Pay attention to your hands

“Bitten fingers and chipped nails suggest that you’re careless and not detail-oriented,” says celebrity manicurist Julie Kandalec. Getting a professional manicure will make the biggest difference, but even a before-bed precaution like applying a heavy-duty hand cream can help. “When you shake the hand of your interviewer, you want them to think of your brilliant résumé, not your hands,” says Kandalec. Apply a tiny bit of cuticle oil on each nail the morning of your meeting to make them look more polished.

Boost energy with chlorophyll

Coffee is the usual suspect for a morning pick-me-up, but it can make your heart race and leave you feeling anxious. Vargas suggests downing a shot of liquid chlorophyll instead. It’s the pigment that gives green plants their vibrant hue, and when you ingest it, it can help to oxygenate your blood, giving you a boost of energy without the jitters. It also does awesome things for your skin (think: a little extra glow).

Deal with dark circles

“Makeup should be saying the same thing that your outfit does: That you’re focused and ready to get the job done, not that you’re high-maintenance,” says Sotomayor. Pat on a peachy concealer (it counteracts bluish and brown hues) underneath each eye, followed by a thin layer of tinted moisturizer or liquid foundation to even things out.
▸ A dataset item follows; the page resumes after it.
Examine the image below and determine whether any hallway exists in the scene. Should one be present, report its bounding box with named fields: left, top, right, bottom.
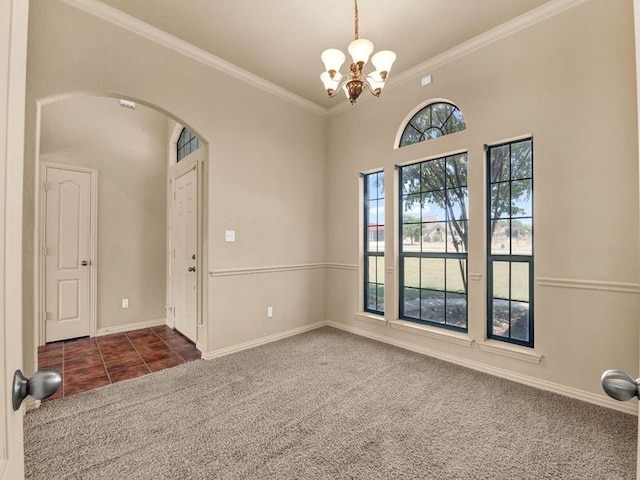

Treat yourself to a blowout

Whether you’re applying to a museum or tech firm, a polished blowout strikes the perfect balance—not too casual, not too overdone, says NYC hairstylist Allen Thomas Wood. Plus, getting it professionally styled the day before can help relieve some stress (and save time) on the day of your interview. Just ask your hairdresser to skip mousse and serum, which can weigh it down and make it look greasy. In the morning, give roots a quick shot of dry shampoo and you’re good to go.

Show off your hair skills

Trying to break into a creative field? Stepping up your hair game can help highlight your ingenuity, says Wood. Have fun with your natural texture, but make sure that pieces aren’t falling into your face during the interview. No matter what you choose, prep with a hydrating leave-in conditioner and finish with hairspray to lock in the style and add shine.

Stick to neutrals

There’s a time and a place for electric blue eye shadow—and it’s not a job interview. “You don’t want to look like you’re going to a fashion show or you’ve spent all weekend watching makeup videos,” says Sotomayor. Pick a palette of powder shadows (they won’t crease as much as cream formulas), in nude shades similar to your natural coloring, he says. Sweep one hue across your lids, then dot the outer corners with a slightly darker shadow and blend for subtle definition.